Le Slameur Thierno Alassane Fall veut conscientiser la jeunesse à travers sa musique. Dans un entretien sur Senego, de son nom d’artiste Alan Salam dénonce vigoureusement le système de nos politiques. Selon lui, les jeunes d’aujourd’hui n’ont plus le droit de se baser sur hommes politiques qui “sont là pour leurs propres intérêts”. Alan Salam promet de marquer son emprunte dans la musique pour faire passer beaucoup de messages pour le bénéfice de la jeunesse. 

Le Slam est-il consommé au Sénégal?

C’est vrai que le Slam n’est pas trop consommé au Sénégal. Ici, c’est le “Mbalakh” qui domine. Mais, j’ai décidé de faire le tour du Sénégal et de l’Afrique pour rencontrer la jeunesse, leur faire comprendre le sens du slam et son importance. Le Slam doit parler à la jeunesse pour délivrer le vrai message.

Quel est le message que vous véhiculez souvent dans vos musiques?

Moi, pratiquement tous mes textes tournent autour de la paix, de la sécurité, des valeurs, sur l’union, le partage et le respect.

Pourquoi les jeunes tentent l’immigration clandestine? 

Je sais que ce n’est pas facile pour la Jeunesse. Il n’y a pas d’emplois pour la jeunesse. Il n’y a plus d’espoir. Mais, moi j’aime toujours rencontrer les jeunes pour leur faire comprendre que chaque chose à son temps. Il ne faut jamais baisser les bras. J’organise des conférences pour les sensibiliser. Etre attentif pour atteindre les objectifs. Mais, malheureusement ils sont pressés. Ils veulent toujours anticiper. Beaucoup d’entre eux n’ont pas de qualifications ni de métiers. Beaucoup ont quitté l’école au niveau du Bfem. Ils n’ont pas bien profité de la formation professionnelle. C’est là, le problème.

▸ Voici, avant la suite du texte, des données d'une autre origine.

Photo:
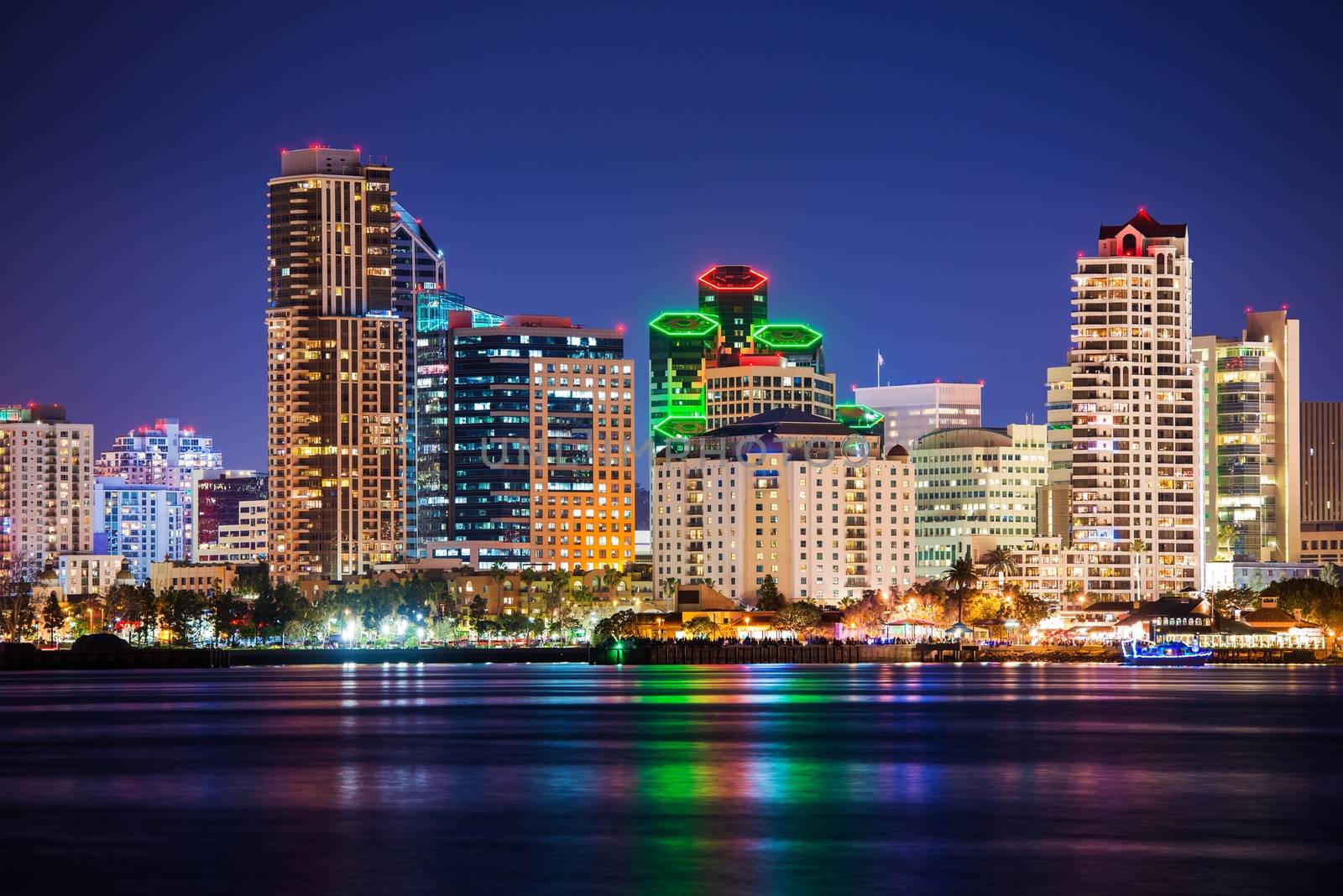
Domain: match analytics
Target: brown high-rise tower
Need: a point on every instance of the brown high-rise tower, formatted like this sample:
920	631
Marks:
336	357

Il faut toujours garder le courage. Ne jamais se donner la mort dans les immigrations clandestines. A travers mes écrits, je l’ai montré que tout est là dans nos pays pour s’en sortir. Il faut aussi former les jeunes dans les nouveaux métiers.

Le message aux politiques ?

Je déteste la politique politicienne. Je n’aime pas la politique d’opportuniste et d’égoïste. Je n’aime pas aussi la politique de haine, de manipulation, de sabotage, de conflit, des règlements de comptes, entre autres. C’est pour cela que je ne m’intéresse pas autant aux hommes du pouvoir et de l’opposition. Au Sénégal, nous n’avons pas des hommes d’Etat, ni d’opposants.

Ce qui m’intéresse c’est la jeunesse qui est aujourd’hui mon espoir. Il faut que cette jeunesse ait l’espoir de changer les choses. Il ne faut pas se baser sur ses politiciens qui sont justes des requins, des profitards.